BMC Neuroscience 2011, 12:4  doi:10.1186/1471-2202-12-4

Published: 7 January 2011



Because the choroid plexus (CP) is uniquely suited to control the composition of cerebrospinal fluid (CSF), there may be therapeutic benefits to increasing the levels of biologically active proteins in CSF to modulate central nervous system (CNS) functions. To this end, we sought to identify peptides capable of ligand-mediated targeting to CP epithelial cells reasoning that they could be exploited to deliver drugs, biotherapeutics and genes to the CNS.


A peptide library displayed on M13 bacteriophage was screened for ligands capable of internalizing into CP epithelial cells by incubating phage with CP explants for 2 hours at 37C and recovering particles with targeting capacity.


Three peptides, identified after four rounds of screening, were analyzed for specific and dose dependant binding and internalization.
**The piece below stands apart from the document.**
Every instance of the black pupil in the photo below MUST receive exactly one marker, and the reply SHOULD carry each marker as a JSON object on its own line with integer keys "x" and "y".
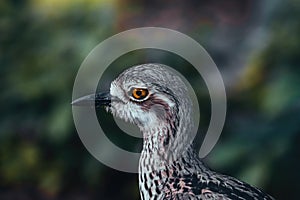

Binding was deemed specific because internalization was prevented by co-incubation with cognate synthetic peptides. Furthermore, after i.c.v. injection into rat brains, each peptide was found to target phage to epithelial cells in CP and to ependyma lining the ventricles.


These data demonstrate that ligand-mediated targeting can be used as a strategy for drug delivery to the central nervous system and opens the possibility of using the choroid plexus as a portal of entry into the brain.